ALAMEDA, Calif. — Nevada received its second downgrade of the month Thursday when Moody’s Investors Service dropped its general obligation bonds to Aa2 from Aa1.
Moody’s cited “the profound economic impact of the recession,” combined with a narrow economy dependent on gambling and tourism, and the state’s decreasing financial flexibility.
At the same time, Moody’s downgraded Nevada’s certificates of participation to Aa3 from Aa2, while changing the outlook to stable from negative.
The action applies to about $2.3 billion of net tax-supported debt.
Standard & Poor’s downgraded Nevada GOs to AA from AA-plus March 10. Fitch Ratings assigns a AA-plus to the state.
“Nevada is lagging other states coming out of the recent recession,” Moody’s said in its report.
Nevada’s unemployment rate is the nation’s highest at over 14%, and the state’s economy continues to struggle with the lingering hangover from its burst housing bubble.
“The nationwide real estate bust affected Nevada the worst in terms of changes in activity, foreclosures, and prices,” Moody’s said.
“The job-creating engine of the construction industry collapsed in the face of a supply glut and diminished underlying economic factors such as gaming and tourism sector employment,” according to Moody’s.

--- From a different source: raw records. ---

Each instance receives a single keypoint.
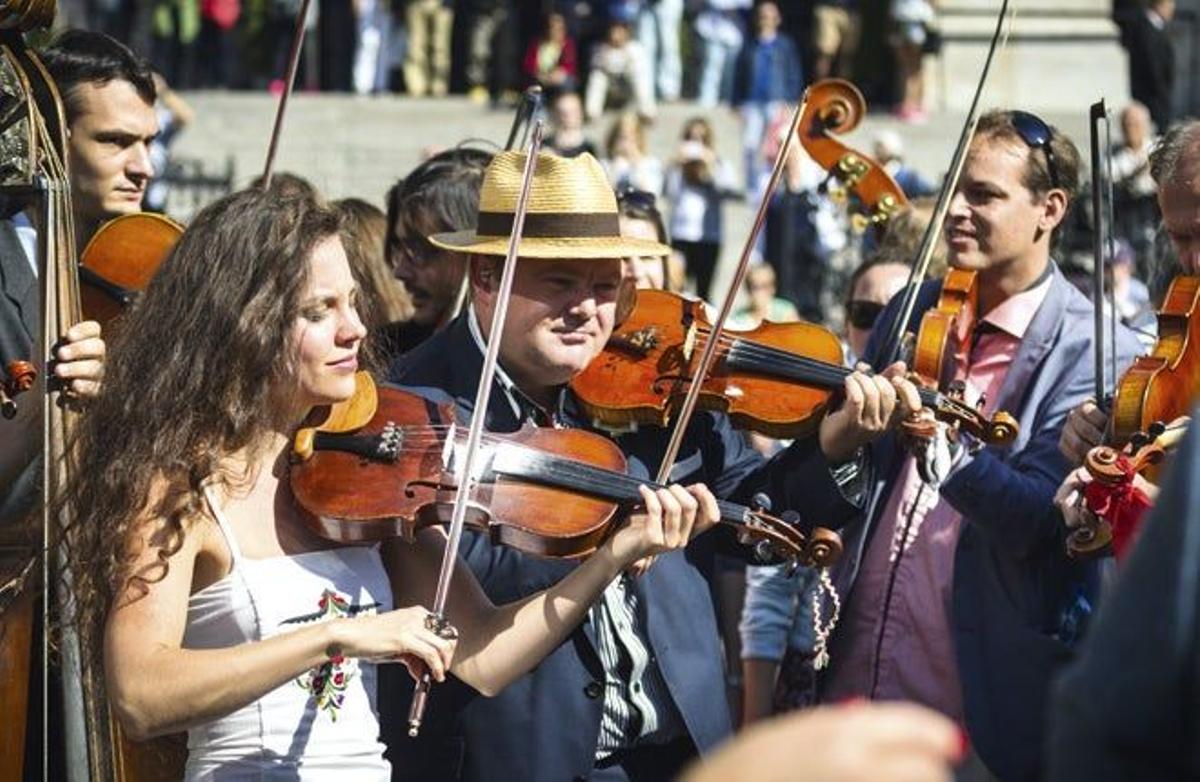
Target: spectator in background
(568, 138)
(491, 30)
(441, 194)
(1152, 60)
(383, 301)
(427, 60)
(803, 234)
(629, 164)
(911, 24)
(551, 59)
(871, 288)
(658, 31)
(174, 114)
(1132, 295)
(768, 76)
(1134, 204)
(216, 52)
(778, 632)
(640, 218)
(281, 23)
(835, 30)
(174, 26)
(372, 29)
(720, 29)
(695, 186)
(762, 304)
(618, 74)
(889, 154)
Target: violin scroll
(835, 107)
(19, 377)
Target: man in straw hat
(639, 689)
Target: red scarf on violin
(1122, 504)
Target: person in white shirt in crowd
(697, 182)
(627, 157)
(618, 73)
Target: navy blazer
(1014, 587)
(545, 726)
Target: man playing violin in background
(637, 690)
(108, 97)
(1175, 168)
(955, 599)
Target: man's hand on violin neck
(871, 405)
(1083, 431)
(79, 360)
(670, 518)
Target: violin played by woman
(381, 467)
(119, 260)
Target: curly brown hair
(189, 382)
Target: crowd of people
(204, 593)
(641, 52)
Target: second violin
(777, 379)
(401, 456)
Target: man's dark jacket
(545, 726)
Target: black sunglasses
(1035, 132)
(637, 198)
(863, 314)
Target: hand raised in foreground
(669, 519)
(396, 636)
(852, 743)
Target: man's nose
(139, 166)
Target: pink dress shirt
(895, 641)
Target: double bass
(34, 178)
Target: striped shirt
(637, 705)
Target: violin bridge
(448, 449)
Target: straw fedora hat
(573, 212)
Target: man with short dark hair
(439, 194)
(1175, 168)
(108, 97)
(108, 94)
(963, 597)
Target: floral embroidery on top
(327, 683)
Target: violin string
(821, 372)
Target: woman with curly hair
(214, 606)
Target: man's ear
(484, 274)
(1054, 209)
(627, 298)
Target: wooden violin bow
(466, 464)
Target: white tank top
(319, 726)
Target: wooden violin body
(120, 260)
(946, 328)
(647, 367)
(1116, 506)
(543, 491)
(777, 379)
(1161, 386)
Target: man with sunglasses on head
(960, 596)
(1175, 168)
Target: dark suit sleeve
(793, 76)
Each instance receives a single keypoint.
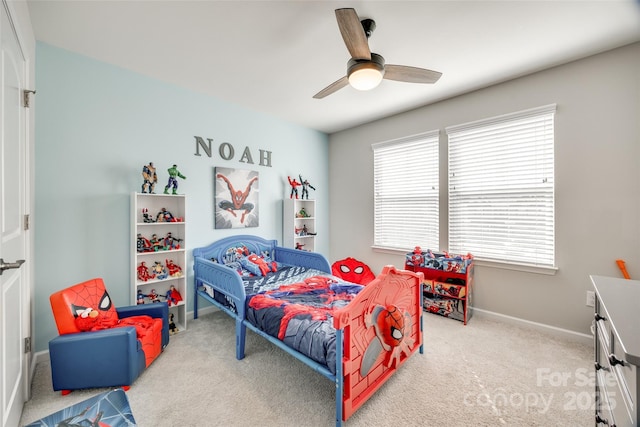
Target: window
(501, 188)
(406, 192)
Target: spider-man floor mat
(109, 409)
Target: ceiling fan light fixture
(366, 74)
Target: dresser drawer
(616, 379)
(604, 415)
(626, 378)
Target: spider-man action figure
(294, 187)
(305, 187)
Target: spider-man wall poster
(236, 198)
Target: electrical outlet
(591, 298)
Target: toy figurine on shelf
(173, 296)
(164, 216)
(173, 329)
(156, 243)
(146, 217)
(170, 242)
(143, 244)
(159, 271)
(294, 187)
(153, 296)
(143, 272)
(150, 178)
(174, 173)
(305, 187)
(174, 269)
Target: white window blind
(501, 188)
(406, 192)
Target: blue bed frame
(222, 279)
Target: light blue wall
(97, 125)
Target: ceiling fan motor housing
(376, 62)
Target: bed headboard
(229, 249)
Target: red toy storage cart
(448, 283)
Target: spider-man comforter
(301, 315)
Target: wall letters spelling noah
(227, 152)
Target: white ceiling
(273, 56)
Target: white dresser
(617, 351)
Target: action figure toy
(174, 269)
(145, 216)
(173, 329)
(156, 243)
(165, 216)
(305, 187)
(173, 296)
(239, 198)
(143, 272)
(294, 187)
(150, 178)
(143, 244)
(153, 296)
(174, 173)
(170, 242)
(159, 271)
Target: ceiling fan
(365, 70)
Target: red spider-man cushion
(87, 306)
(82, 307)
(352, 270)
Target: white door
(14, 295)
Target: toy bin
(448, 282)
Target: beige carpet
(487, 373)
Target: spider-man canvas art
(236, 198)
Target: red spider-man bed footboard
(381, 328)
(360, 335)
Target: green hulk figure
(174, 173)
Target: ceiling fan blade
(333, 87)
(353, 34)
(403, 73)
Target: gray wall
(597, 183)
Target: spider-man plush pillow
(352, 270)
(83, 307)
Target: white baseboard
(559, 332)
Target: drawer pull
(613, 360)
(598, 317)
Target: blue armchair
(100, 345)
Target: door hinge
(26, 94)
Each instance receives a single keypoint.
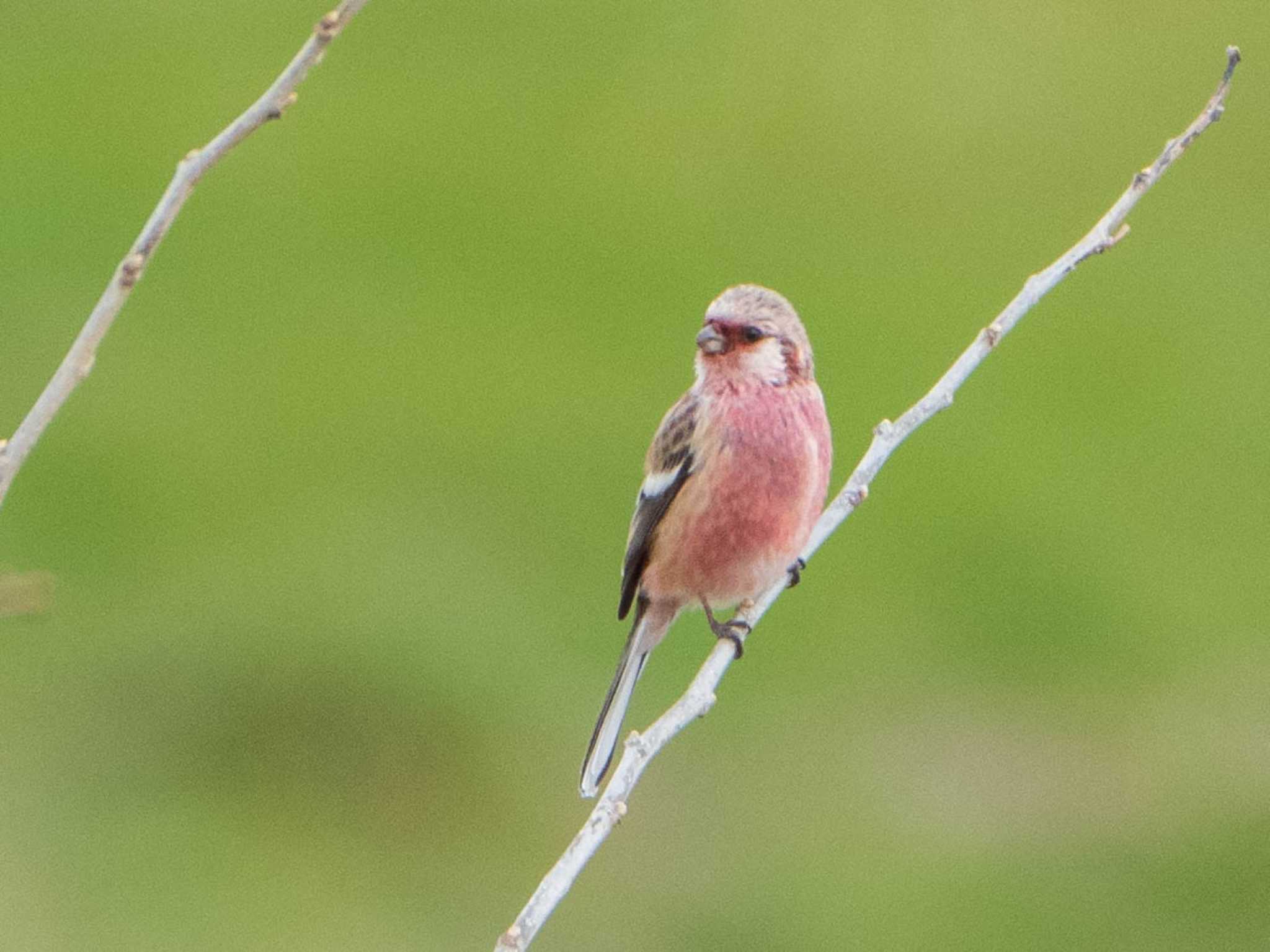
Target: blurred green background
(337, 521)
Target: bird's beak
(710, 340)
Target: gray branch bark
(79, 360)
(700, 697)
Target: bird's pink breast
(750, 507)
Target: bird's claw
(796, 573)
(734, 630)
(735, 633)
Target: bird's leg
(732, 630)
(796, 573)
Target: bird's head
(753, 334)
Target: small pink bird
(733, 484)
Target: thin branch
(79, 360)
(700, 697)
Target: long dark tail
(603, 739)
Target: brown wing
(668, 466)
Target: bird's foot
(796, 573)
(734, 630)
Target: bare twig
(79, 360)
(699, 698)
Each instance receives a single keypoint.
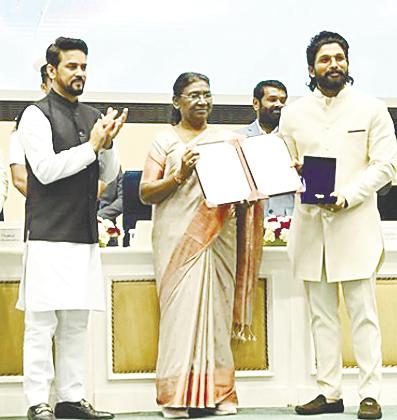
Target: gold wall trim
(386, 296)
(11, 330)
(135, 322)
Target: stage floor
(389, 412)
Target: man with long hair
(341, 243)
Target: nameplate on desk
(10, 234)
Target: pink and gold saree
(195, 260)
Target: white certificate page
(221, 174)
(270, 164)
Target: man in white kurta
(341, 242)
(63, 278)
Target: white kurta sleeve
(3, 182)
(109, 165)
(16, 154)
(36, 137)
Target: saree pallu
(195, 260)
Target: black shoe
(79, 410)
(369, 409)
(40, 412)
(320, 405)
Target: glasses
(195, 97)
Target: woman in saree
(206, 263)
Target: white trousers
(69, 329)
(326, 328)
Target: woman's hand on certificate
(339, 204)
(188, 162)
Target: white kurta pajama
(346, 246)
(62, 281)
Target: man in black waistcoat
(68, 147)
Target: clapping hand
(106, 128)
(116, 123)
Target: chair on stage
(133, 208)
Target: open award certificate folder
(249, 169)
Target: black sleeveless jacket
(64, 210)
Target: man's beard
(269, 117)
(335, 85)
(73, 91)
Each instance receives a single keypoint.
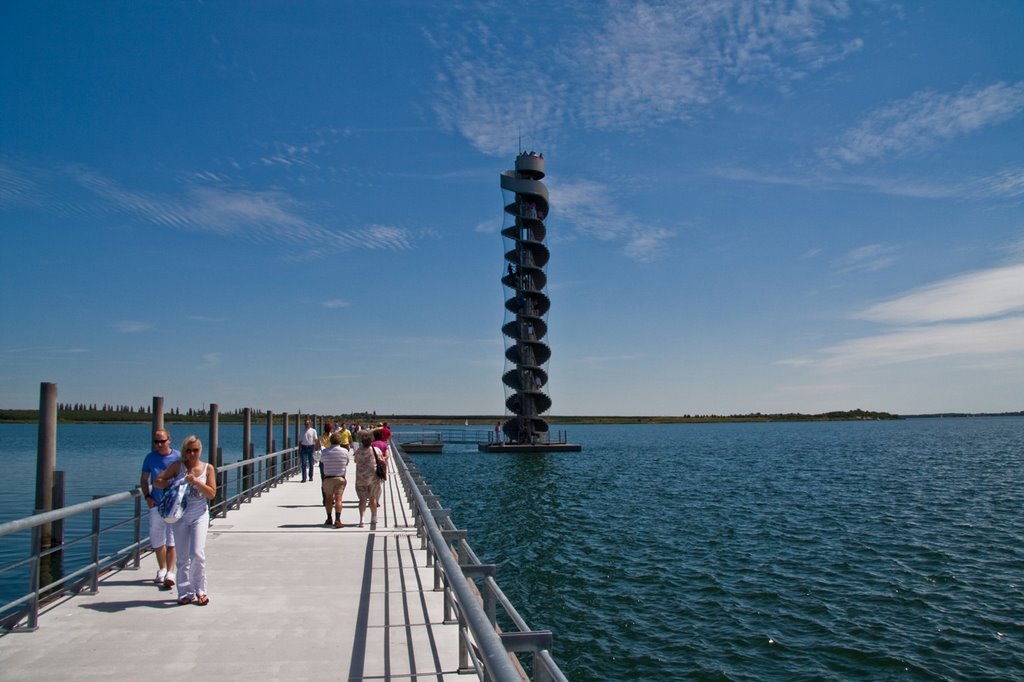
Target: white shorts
(160, 530)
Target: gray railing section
(84, 580)
(482, 647)
(241, 481)
(237, 482)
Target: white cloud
(925, 120)
(622, 66)
(919, 343)
(591, 208)
(976, 295)
(260, 215)
(973, 314)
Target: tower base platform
(529, 448)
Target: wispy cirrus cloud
(622, 66)
(868, 258)
(926, 119)
(921, 343)
(994, 292)
(203, 205)
(591, 209)
(132, 327)
(975, 314)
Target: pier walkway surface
(289, 599)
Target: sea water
(782, 551)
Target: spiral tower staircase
(526, 305)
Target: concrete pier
(289, 600)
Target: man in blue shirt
(161, 538)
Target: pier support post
(213, 448)
(268, 467)
(46, 457)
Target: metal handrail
(491, 657)
(250, 478)
(89, 573)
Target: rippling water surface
(865, 550)
(825, 551)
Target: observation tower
(526, 305)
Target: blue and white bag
(172, 503)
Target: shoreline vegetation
(71, 414)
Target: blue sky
(756, 207)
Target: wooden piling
(46, 457)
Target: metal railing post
(46, 454)
(94, 573)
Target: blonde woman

The state continues to wrestle with the revenue effects of that deep recession.
Nevada has a modest debt burden and a history of conservative and responsive financial management, Moody’s said, but “the reserves Nevada built up during economic expansion have been depleted, eliminating that financial cushion.”
Moody’s assigned a stable outlook that “reflects our belief that while the economy is very weak and will remain weak for the near to medium future, there are some early signs of economic and revenue stabilization in the state.”